6. Dezember || Regenmann
Als er zum zweiten Mal an diesem Tag in einer völlig fremdartigen Umgebung aufwachte, kam er sich dann doch ein wenig veralbert vor. Etwas benommen fasste er sich an die pochende Stirn, fing langsam an, den Raum um ihn herum genauer wahrzunehmen und musterte die eigenartigen Möbelstücke. Aus der Entfernung konnte er dumpf eine Stimme hören und da er nicht davon ausging, dass ihm gegenwärtig irgendeine Gefahr drohte, gab er ein paar Worte von sich, um auf seinen wachen Zustand aufmerksam zu machen.
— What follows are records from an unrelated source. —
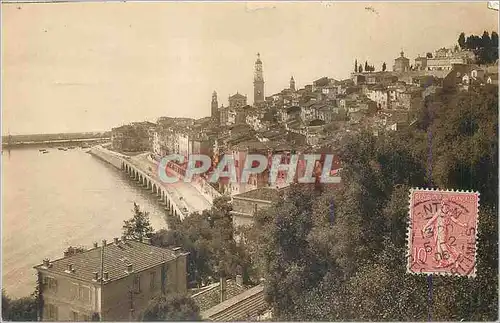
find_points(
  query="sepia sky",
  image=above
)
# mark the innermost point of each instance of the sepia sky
(69, 67)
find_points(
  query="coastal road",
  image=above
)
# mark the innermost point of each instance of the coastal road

Kurz darauf öffnete sich die Tür, hinter der er auch die Stimme von eben vermutet hatte und herein kam jemand, dem er kürzlich schon einmal begegnet war.
Es war der verärgerte Mann aus dem Regen.
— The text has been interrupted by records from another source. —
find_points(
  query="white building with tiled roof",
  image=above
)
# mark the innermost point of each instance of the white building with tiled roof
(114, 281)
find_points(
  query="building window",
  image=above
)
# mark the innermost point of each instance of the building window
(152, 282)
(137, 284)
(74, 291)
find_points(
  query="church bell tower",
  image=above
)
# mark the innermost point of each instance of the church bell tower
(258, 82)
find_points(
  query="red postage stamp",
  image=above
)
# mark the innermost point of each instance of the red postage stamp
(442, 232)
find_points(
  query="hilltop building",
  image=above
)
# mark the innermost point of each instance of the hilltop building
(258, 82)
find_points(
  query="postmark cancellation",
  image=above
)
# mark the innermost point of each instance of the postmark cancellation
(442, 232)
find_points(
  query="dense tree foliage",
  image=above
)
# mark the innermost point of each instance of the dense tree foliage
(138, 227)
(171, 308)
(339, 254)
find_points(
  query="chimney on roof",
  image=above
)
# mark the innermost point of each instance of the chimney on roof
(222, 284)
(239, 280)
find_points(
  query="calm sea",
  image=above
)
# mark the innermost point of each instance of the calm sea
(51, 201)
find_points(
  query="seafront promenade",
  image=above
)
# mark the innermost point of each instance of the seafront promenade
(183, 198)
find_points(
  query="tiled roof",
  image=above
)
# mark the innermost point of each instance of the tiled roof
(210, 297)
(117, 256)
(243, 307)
Dieser kam eilig auf ihn zu und musterte ihn kurz, bevor er fragte: „Okay Kumpel, wie geht's dir? Alles wieder in Ordnung?" Maurice nickte bloß. Die gesamte Situation passte noch immer nicht in das Bild seiner eigentlichen Realität und er konnte sich genauso keinen Reim darauf machen, warum das so war. Also fing er behutsam an, aus seinem Gegenüber etwas Aufschlussreiches heraus zu bekommen. „Darf man fragen, woher sie stammen? Sie sind nicht von hier, oder? Ihr Dialekt ist mir in einer gewissen Weise befremdlich.", das ist sicher ein guter Gesprächseinstieg gewesen. „Okay sorry, ich weiß echt nicht, was du meinst, aber kannst du aufhören so gestelzt zu reden. Es ist echt anstrengend dich so ernst zu nehmen." Doch der Braunhaarige erntete dafür bloß einen verständnislosen Blick von Maurice.
„Sag mal... bist du eigentlich obdachlos?" Mit einem Mal wurde Maurice doch ein wenig wütend: „Wie können sie es wagen! Sehe ich etwa so miserabel gekleidet aus? Eine Frechheit. Ich bin ein hochangesehener Antiquitätenhändler und sie wollen mir vorwerfen, dass-" „Warte mal, meinst du das jetzt echt ernst?", fiel der Mann aus dem Regen ihm verblüfft ins Wort. „Also ich darf sie doch bitten!", erwiderte Maurice bloß trotzig und verschränkte die Arme. „Okay gib mir mal 'ne Minute, ich ruf nur schnell 'nen Kumpel an." In der Erwartung, dass der Mann, sobald er aus der Tür verschwunden war, vermutlich gleich das Haus zusammenschreien würde, hielt Maurice sich vorsichtshalber schon einmal die Ohren zu. Irgendwelchen undefinierbaren Lärm hatte er in letzter Zeit schon genug ertragen müssen. Doch es blieb still. Vielleicht war ‚anrufen' ja auch nur eine andere Formulierung für: an die Tür klopfen gewesen...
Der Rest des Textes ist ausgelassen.